Exploratory Data Analysis

  1. Distribution of the target variable

  2. How sales is related to other independent variables

  3. Correlation between the variables

Model Building

Prediction using:

  1. Simple Linear Regression

  2. Multiple Linear Regression

I am setting the stage for the sales prediction model by importing necessary libraries and reading in a dataset from a CSV file. The dataset contains amounts spent on TV, radio, and newspaper advertising and corresponding sales figures. I then conduct data pre-processing to check for missing values in the dataset, finding none, which indicates the dataset is clean and ready for modeling.

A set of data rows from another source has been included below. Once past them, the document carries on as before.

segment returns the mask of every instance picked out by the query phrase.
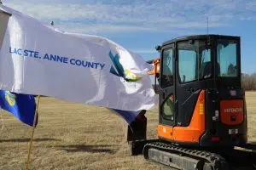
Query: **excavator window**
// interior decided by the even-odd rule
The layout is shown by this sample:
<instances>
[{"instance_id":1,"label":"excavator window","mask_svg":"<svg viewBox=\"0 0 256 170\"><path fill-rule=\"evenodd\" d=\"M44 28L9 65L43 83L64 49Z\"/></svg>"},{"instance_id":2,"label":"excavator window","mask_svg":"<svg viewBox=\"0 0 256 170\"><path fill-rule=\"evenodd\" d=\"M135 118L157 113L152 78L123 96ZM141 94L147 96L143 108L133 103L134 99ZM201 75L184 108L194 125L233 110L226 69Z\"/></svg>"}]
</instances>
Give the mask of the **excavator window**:
<instances>
[{"instance_id":1,"label":"excavator window","mask_svg":"<svg viewBox=\"0 0 256 170\"><path fill-rule=\"evenodd\" d=\"M167 48L163 52L161 87L173 85L173 49Z\"/></svg>"},{"instance_id":2,"label":"excavator window","mask_svg":"<svg viewBox=\"0 0 256 170\"><path fill-rule=\"evenodd\" d=\"M212 76L211 49L205 40L178 42L178 77L181 83Z\"/></svg>"},{"instance_id":3,"label":"excavator window","mask_svg":"<svg viewBox=\"0 0 256 170\"><path fill-rule=\"evenodd\" d=\"M197 79L196 60L195 51L178 50L178 74L182 83Z\"/></svg>"},{"instance_id":4,"label":"excavator window","mask_svg":"<svg viewBox=\"0 0 256 170\"><path fill-rule=\"evenodd\" d=\"M237 43L230 40L218 41L218 64L219 76L237 76Z\"/></svg>"}]
</instances>

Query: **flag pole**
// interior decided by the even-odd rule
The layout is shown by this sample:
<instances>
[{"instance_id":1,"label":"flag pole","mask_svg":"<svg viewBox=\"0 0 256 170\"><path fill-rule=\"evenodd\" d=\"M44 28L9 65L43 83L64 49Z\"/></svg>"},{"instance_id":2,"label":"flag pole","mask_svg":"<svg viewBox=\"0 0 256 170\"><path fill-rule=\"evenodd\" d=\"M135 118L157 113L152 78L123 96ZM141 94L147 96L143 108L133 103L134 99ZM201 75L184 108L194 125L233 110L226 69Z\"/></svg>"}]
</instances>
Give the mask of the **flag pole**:
<instances>
[{"instance_id":1,"label":"flag pole","mask_svg":"<svg viewBox=\"0 0 256 170\"><path fill-rule=\"evenodd\" d=\"M35 133L35 128L36 128L36 122L37 122L37 117L38 115L38 106L39 106L39 101L40 101L40 95L38 96L38 102L37 102L37 107L36 107L36 111L35 111L35 116L34 116L34 122L33 122L33 127L32 128L32 133L31 133L31 139L30 139L30 144L29 144L29 148L28 148L28 154L27 154L27 161L26 161L26 170L29 170L30 163L31 163L31 152L32 152L32 142L33 142L33 138L34 138L34 133Z\"/></svg>"}]
</instances>

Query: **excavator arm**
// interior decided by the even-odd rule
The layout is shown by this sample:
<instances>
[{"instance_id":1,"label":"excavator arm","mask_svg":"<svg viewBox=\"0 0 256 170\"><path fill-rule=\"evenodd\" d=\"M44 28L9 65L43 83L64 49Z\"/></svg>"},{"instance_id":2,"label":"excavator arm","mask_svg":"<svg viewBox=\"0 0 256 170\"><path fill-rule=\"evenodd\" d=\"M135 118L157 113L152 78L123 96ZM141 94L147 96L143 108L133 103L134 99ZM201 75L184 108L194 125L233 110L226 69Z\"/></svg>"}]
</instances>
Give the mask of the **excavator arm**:
<instances>
[{"instance_id":1,"label":"excavator arm","mask_svg":"<svg viewBox=\"0 0 256 170\"><path fill-rule=\"evenodd\" d=\"M148 71L148 74L154 76L156 83L156 79L159 80L160 75L160 59L155 58L147 61L147 63L154 65L154 69ZM142 110L128 127L127 141L130 144L131 155L142 154L143 146L147 141L147 117L145 114L146 110Z\"/></svg>"}]
</instances>

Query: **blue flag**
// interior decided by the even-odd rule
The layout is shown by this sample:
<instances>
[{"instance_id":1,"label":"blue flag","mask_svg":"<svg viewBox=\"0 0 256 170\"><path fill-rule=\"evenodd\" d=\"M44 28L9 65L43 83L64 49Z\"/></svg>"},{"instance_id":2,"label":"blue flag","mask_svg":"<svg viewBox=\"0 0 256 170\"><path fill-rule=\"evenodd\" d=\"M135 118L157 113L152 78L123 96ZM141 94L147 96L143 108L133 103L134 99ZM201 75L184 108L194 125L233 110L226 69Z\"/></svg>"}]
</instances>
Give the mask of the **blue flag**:
<instances>
[{"instance_id":1,"label":"blue flag","mask_svg":"<svg viewBox=\"0 0 256 170\"><path fill-rule=\"evenodd\" d=\"M0 107L12 113L22 122L33 126L36 102L33 95L0 90ZM38 117L36 125L38 124Z\"/></svg>"}]
</instances>

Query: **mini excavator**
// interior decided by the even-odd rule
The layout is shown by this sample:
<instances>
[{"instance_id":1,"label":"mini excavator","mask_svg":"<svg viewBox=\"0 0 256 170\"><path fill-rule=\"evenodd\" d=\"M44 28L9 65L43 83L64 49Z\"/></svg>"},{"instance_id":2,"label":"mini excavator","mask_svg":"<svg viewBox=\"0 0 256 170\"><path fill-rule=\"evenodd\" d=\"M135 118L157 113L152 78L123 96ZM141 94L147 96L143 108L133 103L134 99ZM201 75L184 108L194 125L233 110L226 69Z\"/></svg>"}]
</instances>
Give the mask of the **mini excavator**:
<instances>
[{"instance_id":1,"label":"mini excavator","mask_svg":"<svg viewBox=\"0 0 256 170\"><path fill-rule=\"evenodd\" d=\"M158 139L147 140L142 110L128 128L131 155L184 170L232 169L229 162L255 168L255 145L247 143L240 37L189 36L156 50L160 57L148 63L154 65L148 74L159 82Z\"/></svg>"}]
</instances>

I'm using linear regression, which is a foundational statistical method used to predict a quantitative response. Here, I am focusing on simple linear regression, which relates two variables with a straight line. The formula given is Y = β0 + β1X + ε, where Y is the dependent variable, β0 is the y-intercept of the regression line, β1 is the slope of the line, X is the independent variable, and ε is the error term. Using the scikit-learn library in Python, I've set up a simple linear regression model where I predict sales based on TV advertising budget. After training the model, I display the coefficients, revealing that the sales prediction equation is Sales = 6.948 + 0.054 * TV.

I move from simple to multiple linear regression, which considers more than one predictor variable to predict a response. I emphasize that multiple linear regression is powerful because it models relationships between a single dependent continuous variable and multiple independent variables. The formula generalizes to Y = β0 + β1X1 + β2X2 + ... + βnXn + ε, where X1, X2, ..., Xn are independent variables. After training a multiple linear regression model with TV, radio, and newspaper as predictor variables for sales, I display the model coefficients, which are weights assigned to each predictor. The prediction equation for the test set is formed by plugging these values into the regression formula.